Smoking my last cigarette outside London Kings X, gazing out on the sunlit square, I suddenly felt my cares lift off my shoulders. I checked myself – wasn’t it just the absence of the rucksack that was making me buoyant? But no. Standing there in yesterday’s clothes and yesterday’s sweat, I felt unaccountably comfortable in the direct sunlight. Almost a week spent in the Swedish countryside moving beer kegs, speakers, furniture and all manner of heavy objects, erecting over half a dozen tents in the morning glare and swimming each day to that little birdshit-strewn island in the lake had left me immune to the feeble city sol. Nights lying on terra-pretty-fucking-firma wrapped up in a collection of old coats had accustomed me to all discomfort and, brushing the stubble new-grown on my tanned and perhaps slightly reddened face, I took another drag and blew the smoke through my nostrils.
Sandvikfest is an incredibly small music festival in Sweden organised by a friend of mine from university. Instead of muttering pipe-dreams and letting them go up in smoke she has created a pipe-reality, a three-day space in my calendar each year where I meet old friends, new friends, and Sandvikfriends. Others will write about the music, the setting, the personalities and yarns that have made up this festival over the past three years, but this is a selfish article where I’m only going to write about me. I dare say very few of you are surprised.
The Eurostar platform fittings look suitably like submarines.
My time in Paris was something I did because I said I would. I’ve enjoyed some of it and at other times I’ve been unhappy, and this, so far as I can make out, is just life. I seem to go in two year cycles these days, starting afresh with the best of intentions before entropy drags me back to bed. Eventually I have to up and leave for an uncertain future. And although I have used my entire overdraft and am in a somewhat dubious financial situation for making the move to London, although I haven’t written half of what I wanted to, although I’ve still not submitted my short stories to journals despite talking about it all the bloody time, despite my fears for future jobs and ingrained hatred of cities, I feel I might just shake out another reef and daddle them again. Bonus points to everyone who gets the reference.
I’ve been terrified of Sandvikfest. Terrified of flying there and back – although I am just generally terrified of flying. Terrified of meeting old friends and invariably comparing myself to them and dwelling on a shared past. Terrified of what those few days represented in my calendar: the end of my holiday and beginning of the job-hunt.

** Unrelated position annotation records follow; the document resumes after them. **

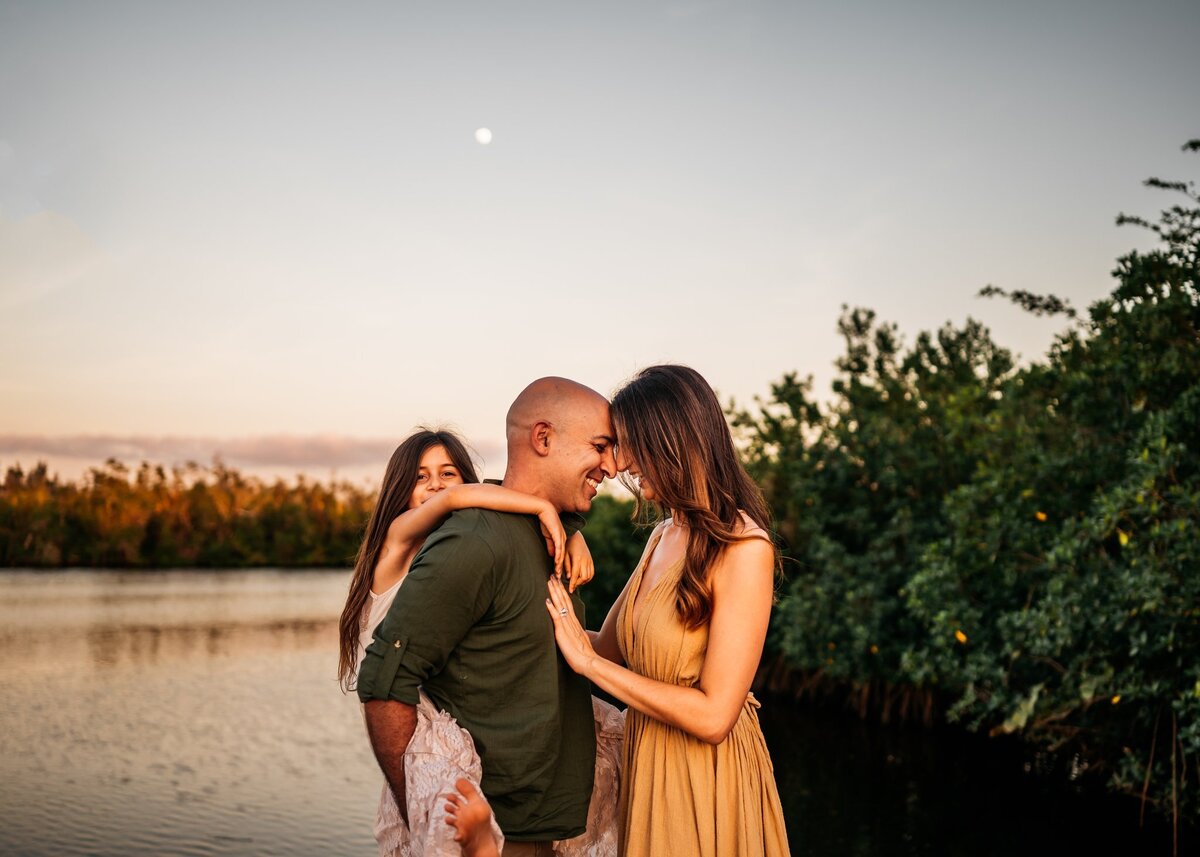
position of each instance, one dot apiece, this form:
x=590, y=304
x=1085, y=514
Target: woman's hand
x=580, y=568
x=555, y=535
x=573, y=641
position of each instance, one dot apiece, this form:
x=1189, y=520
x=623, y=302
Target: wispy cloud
x=298, y=451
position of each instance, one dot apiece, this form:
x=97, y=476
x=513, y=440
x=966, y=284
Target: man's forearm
x=390, y=726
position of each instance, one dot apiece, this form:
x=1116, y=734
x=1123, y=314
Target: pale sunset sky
x=268, y=231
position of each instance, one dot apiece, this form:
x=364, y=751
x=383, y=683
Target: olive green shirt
x=469, y=625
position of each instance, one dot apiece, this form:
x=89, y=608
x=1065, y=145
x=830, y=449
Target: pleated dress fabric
x=681, y=795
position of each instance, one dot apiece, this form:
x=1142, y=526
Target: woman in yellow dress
x=683, y=640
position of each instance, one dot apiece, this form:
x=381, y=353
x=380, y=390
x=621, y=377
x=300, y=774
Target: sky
x=268, y=231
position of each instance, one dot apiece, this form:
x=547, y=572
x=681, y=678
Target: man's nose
x=609, y=463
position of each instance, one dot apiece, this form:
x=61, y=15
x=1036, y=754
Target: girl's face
x=435, y=473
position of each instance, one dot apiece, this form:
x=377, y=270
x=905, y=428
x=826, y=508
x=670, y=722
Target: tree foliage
x=1018, y=544
x=191, y=516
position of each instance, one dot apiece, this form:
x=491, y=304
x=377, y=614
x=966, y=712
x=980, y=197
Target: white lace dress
x=442, y=751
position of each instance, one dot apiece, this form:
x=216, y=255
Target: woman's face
x=625, y=462
x=435, y=473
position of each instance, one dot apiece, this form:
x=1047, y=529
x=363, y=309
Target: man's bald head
x=550, y=400
x=561, y=442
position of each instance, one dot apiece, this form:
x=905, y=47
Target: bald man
x=469, y=628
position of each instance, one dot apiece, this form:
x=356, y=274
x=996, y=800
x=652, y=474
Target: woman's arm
x=580, y=568
x=743, y=583
x=415, y=523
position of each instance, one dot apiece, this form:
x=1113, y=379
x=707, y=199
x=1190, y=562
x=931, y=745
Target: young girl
x=429, y=477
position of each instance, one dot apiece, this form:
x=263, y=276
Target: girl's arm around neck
x=414, y=525
x=743, y=586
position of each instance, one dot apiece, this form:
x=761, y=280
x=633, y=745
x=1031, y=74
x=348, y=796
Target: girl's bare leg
x=468, y=813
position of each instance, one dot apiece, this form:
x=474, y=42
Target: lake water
x=196, y=713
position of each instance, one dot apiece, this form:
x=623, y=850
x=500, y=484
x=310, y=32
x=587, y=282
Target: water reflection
x=189, y=713
x=197, y=713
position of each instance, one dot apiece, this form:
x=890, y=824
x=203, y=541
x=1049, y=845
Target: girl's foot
x=468, y=813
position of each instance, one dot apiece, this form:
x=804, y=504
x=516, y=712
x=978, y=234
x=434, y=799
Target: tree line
x=1012, y=549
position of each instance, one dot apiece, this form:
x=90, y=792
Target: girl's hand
x=573, y=641
x=556, y=537
x=580, y=568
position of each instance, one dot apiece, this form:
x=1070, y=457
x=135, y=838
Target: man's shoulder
x=485, y=526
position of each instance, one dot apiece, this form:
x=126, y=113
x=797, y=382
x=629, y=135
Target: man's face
x=582, y=455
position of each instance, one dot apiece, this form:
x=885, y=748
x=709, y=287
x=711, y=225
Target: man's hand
x=390, y=726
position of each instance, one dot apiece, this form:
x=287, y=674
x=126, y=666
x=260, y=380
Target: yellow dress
x=678, y=793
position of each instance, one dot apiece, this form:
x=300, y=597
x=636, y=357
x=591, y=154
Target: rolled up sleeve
x=448, y=589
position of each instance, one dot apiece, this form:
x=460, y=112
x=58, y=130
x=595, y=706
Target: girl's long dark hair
x=670, y=423
x=399, y=481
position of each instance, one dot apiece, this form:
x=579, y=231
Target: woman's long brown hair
x=670, y=423
x=399, y=481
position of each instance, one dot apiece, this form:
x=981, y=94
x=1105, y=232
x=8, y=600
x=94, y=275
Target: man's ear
x=540, y=437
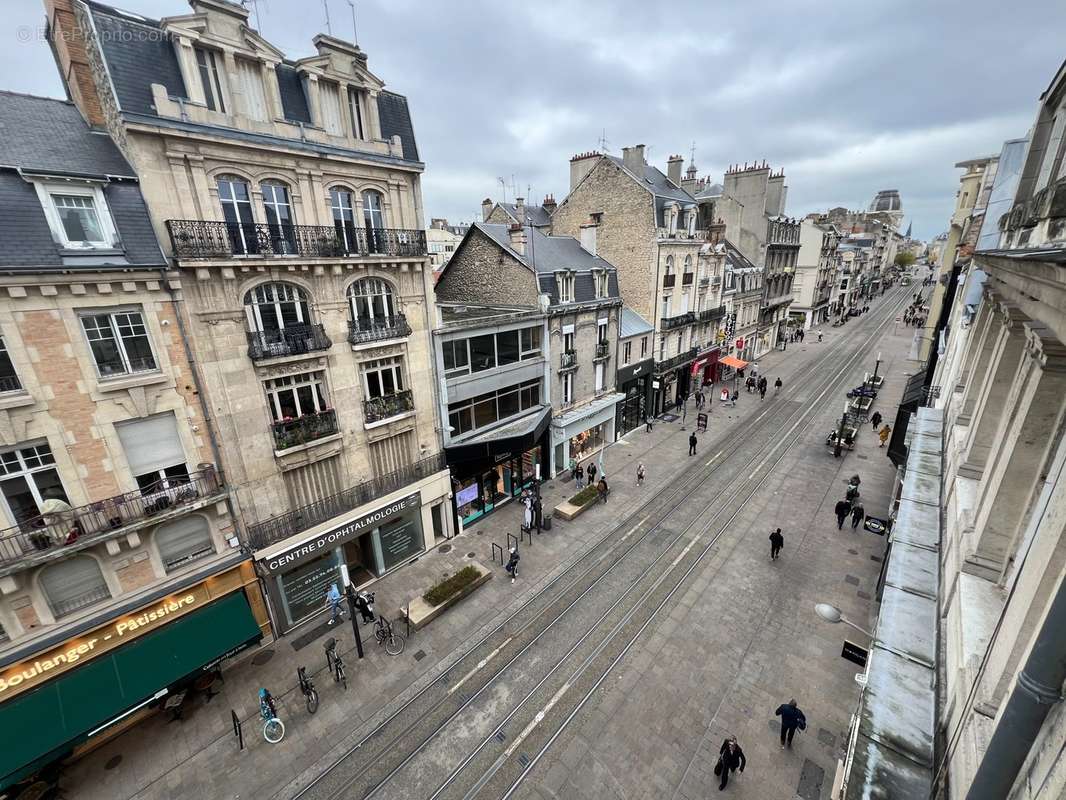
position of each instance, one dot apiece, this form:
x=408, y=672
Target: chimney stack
x=517, y=236
x=674, y=170
x=632, y=159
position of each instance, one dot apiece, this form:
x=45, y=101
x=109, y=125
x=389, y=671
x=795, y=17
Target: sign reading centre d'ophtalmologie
x=330, y=539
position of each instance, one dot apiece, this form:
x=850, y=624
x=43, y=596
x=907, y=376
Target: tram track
x=528, y=638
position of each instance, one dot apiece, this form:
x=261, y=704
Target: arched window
x=73, y=585
x=236, y=200
x=342, y=205
x=183, y=541
x=279, y=219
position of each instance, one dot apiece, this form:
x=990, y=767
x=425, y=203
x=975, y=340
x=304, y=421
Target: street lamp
x=832, y=613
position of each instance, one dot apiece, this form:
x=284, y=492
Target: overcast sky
x=846, y=97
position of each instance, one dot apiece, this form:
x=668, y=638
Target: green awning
x=53, y=718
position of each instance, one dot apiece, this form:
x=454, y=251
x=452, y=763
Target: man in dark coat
x=791, y=719
x=730, y=758
x=842, y=509
x=776, y=542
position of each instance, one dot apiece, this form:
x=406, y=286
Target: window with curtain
x=71, y=585
x=183, y=541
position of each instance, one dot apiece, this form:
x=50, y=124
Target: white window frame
x=46, y=190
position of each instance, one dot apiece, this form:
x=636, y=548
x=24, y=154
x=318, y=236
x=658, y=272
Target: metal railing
x=303, y=430
x=208, y=239
x=668, y=323
x=295, y=340
x=377, y=409
x=53, y=531
x=268, y=532
x=361, y=331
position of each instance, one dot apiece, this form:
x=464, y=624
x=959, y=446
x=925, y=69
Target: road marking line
x=481, y=664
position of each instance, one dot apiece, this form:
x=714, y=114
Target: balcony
x=711, y=315
x=304, y=430
x=668, y=323
x=364, y=331
x=215, y=240
x=305, y=517
x=296, y=340
x=39, y=538
x=377, y=409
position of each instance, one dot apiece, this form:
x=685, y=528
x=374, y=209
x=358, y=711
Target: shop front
x=634, y=385
x=490, y=469
x=580, y=434
x=368, y=544
x=109, y=675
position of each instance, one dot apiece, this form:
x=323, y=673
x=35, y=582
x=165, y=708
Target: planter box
x=421, y=613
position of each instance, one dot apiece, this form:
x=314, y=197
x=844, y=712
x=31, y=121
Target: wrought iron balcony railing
x=39, y=534
x=305, y=517
x=296, y=340
x=678, y=320
x=208, y=239
x=377, y=409
x=361, y=331
x=304, y=430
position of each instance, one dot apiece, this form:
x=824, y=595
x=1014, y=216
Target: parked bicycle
x=385, y=635
x=335, y=664
x=310, y=693
x=273, y=728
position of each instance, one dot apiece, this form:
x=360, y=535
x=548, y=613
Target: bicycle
x=385, y=635
x=310, y=692
x=335, y=664
x=273, y=728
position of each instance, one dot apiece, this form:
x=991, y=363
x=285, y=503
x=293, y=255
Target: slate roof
x=44, y=136
x=139, y=53
x=630, y=323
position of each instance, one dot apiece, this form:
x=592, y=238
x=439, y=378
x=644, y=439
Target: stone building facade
x=113, y=499
x=288, y=196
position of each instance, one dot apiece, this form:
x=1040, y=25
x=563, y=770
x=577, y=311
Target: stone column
x=1027, y=441
x=1010, y=344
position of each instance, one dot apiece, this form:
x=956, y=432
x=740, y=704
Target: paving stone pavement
x=741, y=627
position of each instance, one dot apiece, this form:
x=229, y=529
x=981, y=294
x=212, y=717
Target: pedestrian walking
x=791, y=719
x=842, y=509
x=776, y=542
x=333, y=603
x=512, y=566
x=730, y=758
x=858, y=514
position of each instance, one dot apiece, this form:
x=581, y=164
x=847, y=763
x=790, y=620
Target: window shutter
x=74, y=584
x=151, y=444
x=183, y=541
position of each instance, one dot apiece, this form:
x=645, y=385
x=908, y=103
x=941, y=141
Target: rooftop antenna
x=355, y=34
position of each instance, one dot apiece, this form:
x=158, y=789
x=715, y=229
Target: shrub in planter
x=451, y=585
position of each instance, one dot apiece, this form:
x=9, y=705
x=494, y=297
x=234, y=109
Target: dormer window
x=207, y=62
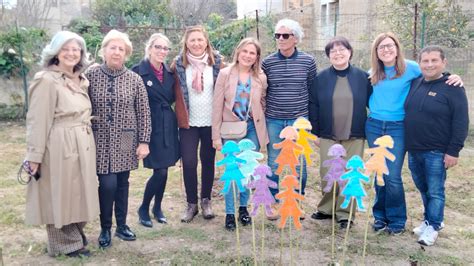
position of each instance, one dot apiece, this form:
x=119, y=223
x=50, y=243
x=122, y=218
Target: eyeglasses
x=162, y=48
x=389, y=46
x=74, y=50
x=340, y=51
x=285, y=36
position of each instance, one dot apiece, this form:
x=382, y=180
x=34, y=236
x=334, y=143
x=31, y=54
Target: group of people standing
x=87, y=128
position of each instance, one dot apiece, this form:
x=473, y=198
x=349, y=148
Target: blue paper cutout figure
x=262, y=195
x=231, y=162
x=337, y=167
x=354, y=187
x=251, y=158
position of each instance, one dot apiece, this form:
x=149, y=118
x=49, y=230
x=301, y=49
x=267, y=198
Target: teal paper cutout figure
x=251, y=158
x=354, y=187
x=231, y=163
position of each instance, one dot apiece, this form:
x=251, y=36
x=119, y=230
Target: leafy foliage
x=31, y=41
x=439, y=22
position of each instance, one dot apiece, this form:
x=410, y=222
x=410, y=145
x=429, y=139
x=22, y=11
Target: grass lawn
x=205, y=242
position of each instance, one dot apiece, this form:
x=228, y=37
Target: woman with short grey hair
x=121, y=129
x=61, y=148
x=164, y=146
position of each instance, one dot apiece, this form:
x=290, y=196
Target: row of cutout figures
x=242, y=167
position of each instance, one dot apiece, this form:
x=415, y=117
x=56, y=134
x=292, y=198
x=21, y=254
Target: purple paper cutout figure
x=354, y=186
x=231, y=162
x=337, y=167
x=251, y=158
x=262, y=194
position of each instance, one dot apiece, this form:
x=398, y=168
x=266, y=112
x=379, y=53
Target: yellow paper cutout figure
x=288, y=151
x=289, y=205
x=377, y=163
x=304, y=135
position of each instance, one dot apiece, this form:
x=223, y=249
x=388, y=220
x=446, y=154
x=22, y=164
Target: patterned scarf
x=198, y=63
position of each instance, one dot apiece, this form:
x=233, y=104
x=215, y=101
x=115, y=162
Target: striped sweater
x=289, y=80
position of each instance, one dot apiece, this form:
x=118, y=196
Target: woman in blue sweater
x=391, y=76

Standing in front of London Kings X, I saw someone with a massive suitcase coast by balanced on a skateboard. I saw bin men chatting to the police. I saw people in suits. I even saw fellow backpack wearers, though none looked so grubby and disreputable as me. All at once I realised that I felt strong and capable. Not the usual despairing indestructibility I flatter my overly-dramatic ego with, but a natural power and ability. I knew there was no point in comparing myself with others, and that I could just about think of the past as the comforting ache in my shoulders from all the swimming and sunburn. I knew I had agency in my own future, secret agency, rolling bunched muscles of potential with which I could effect my world. If Johanna can make a festival out of nothing, if my friends can forge brilliant and interesting lives, then I’m in good company and maybe I can do something with mine.
So I put out my last cigarette. I can’t afford to keep smoking and drinking, however much I enjoy it. I went and played the piano in St Pancras International. And now, sitting up the stairs with a coffee, I’m looking at the Eurostar submarines, the multi-coloured tetras hanging inexplicably above them, the ostentatious gold clock, the light shining through the clear zig-zagged windows on pale industrial girders, and out the far end of the hanger lie the white clouds in the blue sky, and if there is one thing I can be glad of after all I’ve done so far, one thing that those powdery insubstantial ephemeral clouds remind me, it is this: at least I’m not on a fucking plane.